The equation describes the relationship between the velocity of the image point and the velocity of the 3D point.

Optical Flow Example
The moves you can observe from the picture.

There are four types of motions in a video: - translation at constant depth - translation in depth - rotation at constant depth - rotation in depth

Optical flow is the apparent motion of brightness patterns in the image. With some key assumptions: - The brightness is consistent over time. - The motion is small. - The motion is smooth. Meaning that points move like their neighbours.

During motion, the two points are \(\mathbf{I}(x, y, t)\) and \(\mathbf{I}(x + dx, y + dy, t + dt)\).

With Taylor expansion, the point at \(t+1\) can be approximated as: \(\(\mathbf{I}(x + dx, y + dy, t + dt) \approx \mathbf{I}(x, y, t) + \frac{\partial \mathbf{I}}{\partial x} dx + \frac{\partial \mathbf{I}}{\partial y} dy + \frac{\partial \mathbf{I}}{\partial t} dt\)\)

Assuming a tiny change, we can then rearrange the equation to get:

\[\frac{\partial \mathbf{I}}{\partial x} dx + \frac{\partial \mathbf{I}}{\partial y} dy + \frac{\partial \mathbf{I}}{\partial t} dt = 0\]
\[\nabla \mathbf{I}^\top \cdot \mathbf{V} + \frac{\partial \mathbf{I}}{\partial t} = 0\]

Where \(\nabla \mathbf{I}\) is the gradient of the image, and \(\mathbf{V}\) is the velocity of the image point.

This equation is known as the Optical Flow Constraint Equation.

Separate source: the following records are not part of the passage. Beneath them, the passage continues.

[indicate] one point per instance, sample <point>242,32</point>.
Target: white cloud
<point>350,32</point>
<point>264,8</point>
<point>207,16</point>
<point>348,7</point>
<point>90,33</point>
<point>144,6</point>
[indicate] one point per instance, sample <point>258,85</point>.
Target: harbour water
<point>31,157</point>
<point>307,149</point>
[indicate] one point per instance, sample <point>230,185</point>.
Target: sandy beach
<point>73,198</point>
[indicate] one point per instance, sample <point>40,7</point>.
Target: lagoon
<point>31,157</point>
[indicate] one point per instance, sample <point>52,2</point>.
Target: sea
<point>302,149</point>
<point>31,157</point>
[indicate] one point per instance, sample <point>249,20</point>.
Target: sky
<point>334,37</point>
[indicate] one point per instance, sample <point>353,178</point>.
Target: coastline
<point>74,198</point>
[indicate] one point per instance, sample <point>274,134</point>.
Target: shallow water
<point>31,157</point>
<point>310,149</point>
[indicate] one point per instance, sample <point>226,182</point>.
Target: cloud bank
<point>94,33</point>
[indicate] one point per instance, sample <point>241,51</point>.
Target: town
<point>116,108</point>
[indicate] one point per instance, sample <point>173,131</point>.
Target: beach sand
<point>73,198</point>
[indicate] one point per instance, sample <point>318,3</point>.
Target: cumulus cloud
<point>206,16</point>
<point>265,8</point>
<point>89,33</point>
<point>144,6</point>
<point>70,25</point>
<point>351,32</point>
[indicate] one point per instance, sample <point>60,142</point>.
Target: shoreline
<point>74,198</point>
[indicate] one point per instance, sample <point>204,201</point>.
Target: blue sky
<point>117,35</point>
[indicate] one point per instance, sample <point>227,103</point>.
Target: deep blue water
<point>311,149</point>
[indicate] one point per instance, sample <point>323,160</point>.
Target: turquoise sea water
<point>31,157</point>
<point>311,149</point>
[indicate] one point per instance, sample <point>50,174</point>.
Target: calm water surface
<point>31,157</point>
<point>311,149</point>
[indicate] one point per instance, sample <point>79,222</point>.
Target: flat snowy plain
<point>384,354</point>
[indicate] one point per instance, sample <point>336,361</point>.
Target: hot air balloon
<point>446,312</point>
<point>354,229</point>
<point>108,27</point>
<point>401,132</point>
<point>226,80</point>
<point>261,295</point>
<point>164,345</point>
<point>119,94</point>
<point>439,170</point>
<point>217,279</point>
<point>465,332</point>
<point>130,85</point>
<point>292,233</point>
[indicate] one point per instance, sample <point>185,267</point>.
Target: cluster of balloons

It describes the relationship between the gradient of the image and the velocity of the image point.

In this equation, if \(\mathbf{V} \perp \nabla \mathbf{I}\), then the image point is moving in the direction of the edge. Optical flow cannot detect this kind of motion. This phenomenon is known as the aperture problem, or the barber illusion.